Finally, at 9 a.m., I put her in her car seat and took her for a drive. She was asleep in about 5 minutes, and as long as I kept driving, she stayed that way. I drove around until 10 a.m., when it was time for support group. I always feel fairly guilty about using the car as a giant pacifier, but at least I had the Prius today. I think I used less than a gallon of gas. This would have sucked a lot less if I'd liked the program on NPR at this time a little more.

We went to support group, where she was universally admired as a beautiful and happy baby. Most people comment on either her big blue eyes or how happy she is when they meet her. I always smile and say thanks, but I can't help but think that it is a bit ironic that a baby who an hour or two earlier was screaming at me and pulling my hair rather than go to sleep is considered so happy. Support group was fun, I caught up with some old friends, and was glad I went. But I stayed too long, and she fell asleep in the car on the way home. This may or may not be the reason that her afternoon nap also required motion.

We ate lunch, played a bit, and then she started acting tired again. So I started the naptime routine again. Again, no dice. I tried for an hour and a half this time, and then finally gave up and took her for a long walk. I strolled around the neighborhood feeling like an abject failure, laughing at myself for having just written a post about how going back to work had made me feel competent again. I certainly didn't feel competent. I felt like a loser Mom who should just leave her baby in day care because they are clearly better able to care for her. I seriously considered giving up my free Fridays, and that made me feel worse. What sort of Mom can't even handle one day alone with her baby every two weeks?
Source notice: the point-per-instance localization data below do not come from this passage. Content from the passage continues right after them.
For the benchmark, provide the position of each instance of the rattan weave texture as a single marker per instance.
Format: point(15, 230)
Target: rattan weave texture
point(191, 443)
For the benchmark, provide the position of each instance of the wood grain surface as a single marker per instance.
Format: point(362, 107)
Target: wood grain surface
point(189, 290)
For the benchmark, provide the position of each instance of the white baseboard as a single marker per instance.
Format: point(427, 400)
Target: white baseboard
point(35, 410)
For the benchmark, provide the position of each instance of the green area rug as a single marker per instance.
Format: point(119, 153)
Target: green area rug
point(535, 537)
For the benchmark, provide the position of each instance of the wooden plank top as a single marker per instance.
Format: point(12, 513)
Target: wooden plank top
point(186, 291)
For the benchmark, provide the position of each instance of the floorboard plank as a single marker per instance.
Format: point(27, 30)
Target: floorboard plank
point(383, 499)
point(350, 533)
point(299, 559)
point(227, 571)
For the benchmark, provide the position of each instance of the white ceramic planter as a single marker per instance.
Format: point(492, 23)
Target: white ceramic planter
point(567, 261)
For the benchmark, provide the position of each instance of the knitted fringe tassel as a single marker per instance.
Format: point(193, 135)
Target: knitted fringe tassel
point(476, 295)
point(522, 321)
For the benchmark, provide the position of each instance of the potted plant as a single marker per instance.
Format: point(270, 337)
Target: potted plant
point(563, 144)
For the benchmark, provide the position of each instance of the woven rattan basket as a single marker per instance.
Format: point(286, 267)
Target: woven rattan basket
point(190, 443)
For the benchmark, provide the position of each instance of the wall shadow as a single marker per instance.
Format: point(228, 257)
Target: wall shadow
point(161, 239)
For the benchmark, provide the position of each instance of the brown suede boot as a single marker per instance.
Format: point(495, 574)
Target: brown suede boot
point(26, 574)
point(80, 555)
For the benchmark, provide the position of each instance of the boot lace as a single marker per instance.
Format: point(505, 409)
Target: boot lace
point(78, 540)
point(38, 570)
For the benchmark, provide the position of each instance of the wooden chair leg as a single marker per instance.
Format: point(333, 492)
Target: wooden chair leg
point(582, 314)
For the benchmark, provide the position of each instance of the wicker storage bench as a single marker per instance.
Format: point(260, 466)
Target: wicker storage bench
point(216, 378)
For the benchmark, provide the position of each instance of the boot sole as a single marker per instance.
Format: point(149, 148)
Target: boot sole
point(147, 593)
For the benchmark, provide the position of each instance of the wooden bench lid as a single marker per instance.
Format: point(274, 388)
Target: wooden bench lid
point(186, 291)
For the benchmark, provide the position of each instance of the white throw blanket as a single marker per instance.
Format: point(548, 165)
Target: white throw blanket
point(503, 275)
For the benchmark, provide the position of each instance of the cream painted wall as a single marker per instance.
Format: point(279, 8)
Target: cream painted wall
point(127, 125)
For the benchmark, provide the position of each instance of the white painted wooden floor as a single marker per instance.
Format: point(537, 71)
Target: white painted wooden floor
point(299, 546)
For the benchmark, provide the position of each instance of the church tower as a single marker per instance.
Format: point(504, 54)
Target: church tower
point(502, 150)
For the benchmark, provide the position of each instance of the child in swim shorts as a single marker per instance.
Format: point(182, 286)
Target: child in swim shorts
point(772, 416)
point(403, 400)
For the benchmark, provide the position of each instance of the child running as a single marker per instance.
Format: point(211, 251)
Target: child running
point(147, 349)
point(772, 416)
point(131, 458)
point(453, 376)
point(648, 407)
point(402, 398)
Luckily, when we got home and she woke up from her nap (because she was no longer moving), she was cute and loving and playful. We played peek-a-boo, and hide and seek, and "So Big", which she has modified to include flopping over in my lap so that her head hangs upside down after the "Soooo Big!" part (during this game I discovered that she has a new tooth coming in- one of her two front teeth). She snuggled and looked at books, and then she knocked my block towers over and took her plastic stacking rings off of their pole. In short she was a perfect little baby.

Once again, I had failed to appreciate the lessons in acceptance that Pumpkin was teaching me. I felt like a failure because I had expectations for how Pumpkin should sleep, so that I could do things But of course, my Fridays free aren't supposed to be about doing things. They are supposed to be about spending time with Pumpkin, which I had in fact succeeded in doing. If she needs me to walk her for her nap, so what? I need the exercise, and it was a beautiful day (a fact that my Hubby, the born Zen master, pointed out when I called him in a tizzy during the afternoon nap refusal).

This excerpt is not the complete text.